Oceana congratula-se com decisão dos Açores de manterem 15% do mar em proteção total



A Oceana, organização sem fins lucrativos para a conservação dos oceanos, congratulou-se hoje com a implementação da rede de áreas marinhas protegidas nos Açores, com 15% em “proteção total”, e exortou outros países da Europa a seguirem o exemplo.

“Congratulamo-nos com a decisão dos Açores de proibir todas as atividades extrativas dentro das suas reservas marinhas – as maiores do Atlântico Norte e um importante contributo para o objetivo da União Europeia de proteger totalmente 10% das suas águas até 2030”, afirmou, numa reação enviada à Lusa, o diretor de campanha para a proteção marinha da Oceana na Europa, Nicolas Fournier.
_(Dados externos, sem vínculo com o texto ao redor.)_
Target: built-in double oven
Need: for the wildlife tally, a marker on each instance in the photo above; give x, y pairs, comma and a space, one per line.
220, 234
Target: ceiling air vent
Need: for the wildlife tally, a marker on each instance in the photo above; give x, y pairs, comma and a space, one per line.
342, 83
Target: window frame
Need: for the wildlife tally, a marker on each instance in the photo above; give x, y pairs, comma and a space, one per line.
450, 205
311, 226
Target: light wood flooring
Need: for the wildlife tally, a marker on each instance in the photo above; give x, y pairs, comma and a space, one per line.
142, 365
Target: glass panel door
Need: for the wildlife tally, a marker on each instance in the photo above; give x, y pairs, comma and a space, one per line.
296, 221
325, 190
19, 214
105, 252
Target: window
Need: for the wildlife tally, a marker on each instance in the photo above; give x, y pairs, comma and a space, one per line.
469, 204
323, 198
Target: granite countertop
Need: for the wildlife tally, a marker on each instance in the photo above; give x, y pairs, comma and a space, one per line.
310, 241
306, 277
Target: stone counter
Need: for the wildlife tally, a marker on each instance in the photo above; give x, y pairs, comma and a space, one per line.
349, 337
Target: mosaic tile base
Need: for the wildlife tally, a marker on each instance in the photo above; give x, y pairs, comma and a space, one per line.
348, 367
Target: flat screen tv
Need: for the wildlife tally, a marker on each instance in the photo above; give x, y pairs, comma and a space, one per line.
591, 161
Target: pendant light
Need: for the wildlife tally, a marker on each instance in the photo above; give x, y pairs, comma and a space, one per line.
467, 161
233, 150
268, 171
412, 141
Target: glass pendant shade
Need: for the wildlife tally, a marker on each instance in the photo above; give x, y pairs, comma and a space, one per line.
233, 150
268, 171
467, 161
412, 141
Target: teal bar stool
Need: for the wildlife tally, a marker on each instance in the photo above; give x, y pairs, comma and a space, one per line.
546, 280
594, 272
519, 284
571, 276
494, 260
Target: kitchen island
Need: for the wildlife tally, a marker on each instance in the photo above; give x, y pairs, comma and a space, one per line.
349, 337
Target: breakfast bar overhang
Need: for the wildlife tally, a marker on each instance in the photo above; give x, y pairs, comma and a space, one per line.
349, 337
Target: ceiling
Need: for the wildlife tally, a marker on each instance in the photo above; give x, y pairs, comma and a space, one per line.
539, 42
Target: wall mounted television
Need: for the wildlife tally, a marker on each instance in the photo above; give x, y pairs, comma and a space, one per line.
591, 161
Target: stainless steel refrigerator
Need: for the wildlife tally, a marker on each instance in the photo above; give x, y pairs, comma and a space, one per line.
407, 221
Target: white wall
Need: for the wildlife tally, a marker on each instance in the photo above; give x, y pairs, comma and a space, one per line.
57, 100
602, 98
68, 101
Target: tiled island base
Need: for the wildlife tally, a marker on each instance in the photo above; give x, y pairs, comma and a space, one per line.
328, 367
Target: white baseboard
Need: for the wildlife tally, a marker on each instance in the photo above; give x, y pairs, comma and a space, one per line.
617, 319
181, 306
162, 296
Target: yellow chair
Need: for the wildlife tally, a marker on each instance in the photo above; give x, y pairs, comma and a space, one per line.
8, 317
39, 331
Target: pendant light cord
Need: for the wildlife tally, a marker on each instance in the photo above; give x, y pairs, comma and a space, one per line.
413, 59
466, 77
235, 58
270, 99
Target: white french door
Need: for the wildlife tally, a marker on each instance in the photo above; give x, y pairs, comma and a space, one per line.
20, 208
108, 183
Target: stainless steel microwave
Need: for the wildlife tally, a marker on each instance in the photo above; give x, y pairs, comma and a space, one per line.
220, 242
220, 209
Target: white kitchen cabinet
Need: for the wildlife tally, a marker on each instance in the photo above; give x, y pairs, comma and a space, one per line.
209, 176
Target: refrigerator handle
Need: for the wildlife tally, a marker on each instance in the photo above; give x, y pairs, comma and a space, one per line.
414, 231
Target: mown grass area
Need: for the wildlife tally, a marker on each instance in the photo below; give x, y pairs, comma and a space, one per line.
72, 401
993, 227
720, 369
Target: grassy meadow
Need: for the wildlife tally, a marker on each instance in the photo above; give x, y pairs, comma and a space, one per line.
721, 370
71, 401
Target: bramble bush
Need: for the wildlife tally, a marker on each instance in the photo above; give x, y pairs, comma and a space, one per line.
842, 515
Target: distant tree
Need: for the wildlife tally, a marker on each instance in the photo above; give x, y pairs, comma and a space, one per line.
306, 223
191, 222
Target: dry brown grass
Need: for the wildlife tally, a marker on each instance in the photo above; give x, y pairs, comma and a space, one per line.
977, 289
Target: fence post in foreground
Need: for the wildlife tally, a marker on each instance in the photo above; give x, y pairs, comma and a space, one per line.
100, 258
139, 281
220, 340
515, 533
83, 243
O parlamento dos Açores aprovou, em outubro de 2024, uma proposta apresentada pelo Governo Regional, que aumenta para 30% as áreas marinhas protegidas, no mar dos Açores, metade das quais em regime de “proteção total”, com o objetivo de aumentar a preservação dos recursos marinhos, reduzir as atividades extrativas e tornar mais sustentável o uso do espaço marítimo nas ilhas.

A Rede Regional de Áreas Marinhas Protegidas da Região Autónoma dos Açores (RAMPA), que cobre uma área de 287 mil quilómetros quadrados, devia ter entrado em vigor no dia 30 de setembro de 2025, mas foi adiada para 01 de janeiro de 2026.
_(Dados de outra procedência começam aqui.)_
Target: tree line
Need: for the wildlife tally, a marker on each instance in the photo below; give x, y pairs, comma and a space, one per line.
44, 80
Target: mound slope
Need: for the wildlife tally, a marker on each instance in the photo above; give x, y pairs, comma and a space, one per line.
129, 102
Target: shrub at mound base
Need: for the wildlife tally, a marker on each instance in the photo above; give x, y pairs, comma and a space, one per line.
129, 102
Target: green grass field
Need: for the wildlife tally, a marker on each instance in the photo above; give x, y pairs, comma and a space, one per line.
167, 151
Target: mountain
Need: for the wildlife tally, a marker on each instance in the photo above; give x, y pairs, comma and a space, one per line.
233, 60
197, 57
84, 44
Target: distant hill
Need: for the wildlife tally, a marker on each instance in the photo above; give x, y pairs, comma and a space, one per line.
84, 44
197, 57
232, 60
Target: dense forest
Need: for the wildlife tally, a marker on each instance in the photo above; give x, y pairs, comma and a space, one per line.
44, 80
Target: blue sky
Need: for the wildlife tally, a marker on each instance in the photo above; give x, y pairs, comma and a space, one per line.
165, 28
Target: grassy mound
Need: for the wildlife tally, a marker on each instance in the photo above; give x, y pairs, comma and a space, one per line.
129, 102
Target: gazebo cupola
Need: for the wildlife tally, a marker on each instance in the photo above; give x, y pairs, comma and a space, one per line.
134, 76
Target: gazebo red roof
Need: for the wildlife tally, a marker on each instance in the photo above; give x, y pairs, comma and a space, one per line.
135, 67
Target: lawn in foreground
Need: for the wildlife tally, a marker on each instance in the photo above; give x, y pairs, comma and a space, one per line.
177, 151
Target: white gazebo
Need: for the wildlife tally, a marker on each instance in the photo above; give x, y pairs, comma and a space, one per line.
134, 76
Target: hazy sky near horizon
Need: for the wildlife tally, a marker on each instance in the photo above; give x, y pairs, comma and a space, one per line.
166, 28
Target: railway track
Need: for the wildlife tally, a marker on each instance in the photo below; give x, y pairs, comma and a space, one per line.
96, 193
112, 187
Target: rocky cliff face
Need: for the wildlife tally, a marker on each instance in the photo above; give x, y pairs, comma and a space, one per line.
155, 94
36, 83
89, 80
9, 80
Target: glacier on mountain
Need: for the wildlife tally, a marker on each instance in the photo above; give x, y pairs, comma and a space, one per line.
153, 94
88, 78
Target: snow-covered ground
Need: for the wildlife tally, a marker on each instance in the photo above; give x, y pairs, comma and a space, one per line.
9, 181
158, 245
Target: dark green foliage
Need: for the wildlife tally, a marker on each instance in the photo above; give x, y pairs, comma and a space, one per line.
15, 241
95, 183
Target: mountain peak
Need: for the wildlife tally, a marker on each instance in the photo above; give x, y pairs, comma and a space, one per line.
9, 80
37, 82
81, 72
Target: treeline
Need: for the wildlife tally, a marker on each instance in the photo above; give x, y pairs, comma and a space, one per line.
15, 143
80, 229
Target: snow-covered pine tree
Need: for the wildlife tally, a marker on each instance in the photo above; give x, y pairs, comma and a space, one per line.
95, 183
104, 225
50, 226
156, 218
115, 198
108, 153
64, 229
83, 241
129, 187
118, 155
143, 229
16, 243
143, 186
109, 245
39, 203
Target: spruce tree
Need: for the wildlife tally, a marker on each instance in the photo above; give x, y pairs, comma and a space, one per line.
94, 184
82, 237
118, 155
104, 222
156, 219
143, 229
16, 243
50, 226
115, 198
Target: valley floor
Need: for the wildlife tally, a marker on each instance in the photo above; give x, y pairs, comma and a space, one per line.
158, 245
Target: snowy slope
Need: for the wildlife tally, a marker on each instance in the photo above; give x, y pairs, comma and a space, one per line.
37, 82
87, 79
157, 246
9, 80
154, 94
O PS apresentou uma proposta para que a pesca de atum, com arte de salto e vara (cada pescador utiliza apenas uma cana com isco vivo para a captura do atum), fosse permitida na nova rede de áreas marinhas protegidas, mas chegou a um entendimento com o Governo Regional de coligação (PSD, CDS-PP e PPM), segundo o qual a pesca é permitida apenas nas “zonas de proteção alta”.

A proposta que mantém 15% do mar dos Açores com “proteção total”, proibindo qualquer atividade extrativa, foi aprovada pelo Parlamento açoriano no dia 15 de janeiro.

A Oceana exorta outros países da União Europeia a seguirem o exemplo dos Açores e “a acelerarem a criação de reservas marinhas”.

“Estas áreas oferecem o mais alto nível de proteção oceânica e, por sua vez, trazem os maiores benefícios para a saúde dos oceanos, para a resiliência climática e para as comunidades costeiras a elas ligadas”, salientou Nicolas Fournier.

Segundo a ONG, o objetivo da União Europeia é atingir 10% de “proteção total” até 2030, mas atualmente tem menos de 1%.

O Governo português decidiu autorizar o Fundo Ambiental a transferir um montante até 10 milhões de euros para os Açores, entre 2026 e 2028, para compensar os pescadores por eventuais perdas de rendimentos com a proibição de capturas nas áreas marinhas protegidas.

O apuramento das dotações necessárias ao pagamento de apoios será fundamentado por um estudo técnico e científico realizado pela Universidade dos Açores e pelo Centro de Ciências do Mar do Algarve.